We went down to the pier and got onto a boat. The boats are long low-slung affairs with an engine in the rear, a wheel at the front, and most of it enclosed in a cabin consisting almost entirely of windows. The scenery was fantastic — Xingping is on a bend of the Li River with huge hills and limestone towers all around.
There was our captain at the wheel, and his wife sitting beside the fire glowing in the large iron vessel at the center of the cabin. Neither knew any English. The trip spent two and a half hours heading upstream, traveling maybe 10 kilometers from Xingping against a current that was swift in places. The river was very shallow in places, so the boats all have very shallow drafts. The water was clear, the gravel bottom was clearly visible in places.
The scenery was amazing — cold and cloudy, low clouds, very much like my image of classical Chinese paintings. The hills (peaks, columns, whatever) are 100 to 300 meters tall. They are formed from some sort of differential erosion — limestone with mostly horizontal strata.
The banks are lined with large feathery bamboo, and appear fairly tropical despite the cold weather. The hills are covered with brush, except for the bare rock faces and cliffs. There are some simple villages along the river. Most of us sat out on the small foredeck for a while, but it eventually got too cold and we moved inside.
We passed a few similar boats. We also passed several men riding rafts made by strapping four or five bamboo shafts together. These rafts were maybe seven meters long but just barely above water at the center. The men very casually stand on the rafts and ride them downstream. Some were cormorant fishermen, others were just using the Li Jiang to get around.
Then the time came when I had to leave Yangshuo. I had arranged a seat in a shared car to Guilin.
The traffic in Guilin itself was maniacal. While the roads were fairly wide, there was no concept of lanes.
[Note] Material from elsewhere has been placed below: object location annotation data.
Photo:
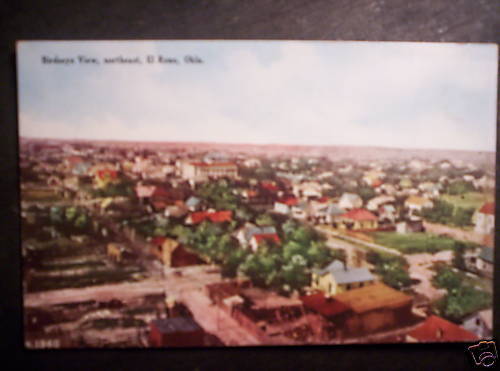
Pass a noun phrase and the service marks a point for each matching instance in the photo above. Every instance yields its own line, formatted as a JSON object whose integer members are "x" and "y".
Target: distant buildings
{"x": 337, "y": 278}
{"x": 359, "y": 219}
{"x": 485, "y": 219}
{"x": 202, "y": 171}
{"x": 176, "y": 332}
{"x": 436, "y": 329}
Just a bunch of vehicles traveling more or less in the same direction, with the exception of those vehicles (probably no more than 5%) traveling the wrong direction. Left turns across traffic and U-turns were made with no signal and no regard for oncoming vehicles. Vehicles darted into the roads from both sides without looking. While Guilin is a fairly large city (pop. 1.3 million), I only saw one functioning stoplight. All other major intersections have a paved square area 100-200 meters wide in which utter chaos rules. This is probably why most vehicles don't have fenders.
Guilin airport is well outside the city, on a dedicated highway running to the airport with nothing else along it. But a few hundred meters outside the airport parking area I saw two couples leading water buffaloes to the airport terminal. I have no idea what they were going to do at the airport with water buffaloes.
The airport terminal itself is a modern building, but damp, unheated, and nearly unlit. The gift shop featured snake wine, a 750 ml bottle of "wine" (really some jet-fuel-like liquor) in which a meter-long snake has been pickled. They also had Famous Precious Cigarettes, which have become truly famous (if not precious) as one of China's exports.
Then it was a flight from Guilin to Shenzhen in a B737 with very large registration numbers painted on the upper and lower surfaces of the wings for positive air-to-air identification. From there, a jet catamaran ferry to Hong Kong and a night there before the long flight back to North America.